Ce régime de solidarité est aujourd'hui entièrement financé par la fiscalité de la Polynésie, à hauteur de 20 milliards de francs CFP. L'effort de la collectivité est là, comme il est là d'ailleurs quand il s'agit de relayer cette action par la mise en place d'un système accessible de soins publics. La Polynésie serait-elle la seule collectivité de France à ne pas bénéficier du soutien de l'État, et à travers lui de la nation, pour pouvoir progresser dans cette action ?

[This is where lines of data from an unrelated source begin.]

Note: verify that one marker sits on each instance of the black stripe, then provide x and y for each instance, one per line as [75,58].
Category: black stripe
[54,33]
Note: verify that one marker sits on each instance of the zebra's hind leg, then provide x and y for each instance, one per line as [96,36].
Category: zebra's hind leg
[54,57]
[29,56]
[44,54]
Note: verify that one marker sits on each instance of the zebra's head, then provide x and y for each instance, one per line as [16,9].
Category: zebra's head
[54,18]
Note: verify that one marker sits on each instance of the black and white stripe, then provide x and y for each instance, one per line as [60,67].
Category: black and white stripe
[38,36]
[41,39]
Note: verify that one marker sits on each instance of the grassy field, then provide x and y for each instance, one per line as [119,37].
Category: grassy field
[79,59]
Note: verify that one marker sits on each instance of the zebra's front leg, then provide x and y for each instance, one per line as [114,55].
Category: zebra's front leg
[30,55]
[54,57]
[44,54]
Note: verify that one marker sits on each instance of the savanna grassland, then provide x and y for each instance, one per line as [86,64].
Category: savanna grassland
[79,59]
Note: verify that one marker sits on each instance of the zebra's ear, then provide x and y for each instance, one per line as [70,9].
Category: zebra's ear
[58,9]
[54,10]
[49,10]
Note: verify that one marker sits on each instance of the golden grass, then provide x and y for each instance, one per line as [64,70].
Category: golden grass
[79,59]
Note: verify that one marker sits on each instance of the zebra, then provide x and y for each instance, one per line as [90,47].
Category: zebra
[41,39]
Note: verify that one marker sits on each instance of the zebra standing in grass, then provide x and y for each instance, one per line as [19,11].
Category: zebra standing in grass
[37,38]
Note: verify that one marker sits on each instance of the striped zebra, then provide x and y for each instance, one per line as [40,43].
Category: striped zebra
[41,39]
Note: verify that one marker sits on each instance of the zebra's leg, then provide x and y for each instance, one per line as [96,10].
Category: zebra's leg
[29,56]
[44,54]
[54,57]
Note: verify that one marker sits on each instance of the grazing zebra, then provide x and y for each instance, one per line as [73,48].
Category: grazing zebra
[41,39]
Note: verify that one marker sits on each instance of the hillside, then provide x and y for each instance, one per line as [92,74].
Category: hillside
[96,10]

Sur le plan du développement économique, nous voyons tous notre environnement évoluer ; il devient plus concurrentiel, plus féroce, plus incertain. Comment développer le tourisme si la Polynésie française devient inaccessible, sous l'effet conjugué de la distance, de la cherté et de la raréfaction des transports aériens ?
Aujourd'hui, c'est bien la question de l'accessibilité d'un point de vue économique et en termes de développement qu'il nous faut traiter. Pour l'heure, la Polynésie s'évertue à le faire avec la compagnie Air Tahiti Nui, de plus en plus seule face au désengagement des autres compagnies, y compris Air France qui vient de réduire de quatre à trois le nombre de ses rotations sur la Polynésie.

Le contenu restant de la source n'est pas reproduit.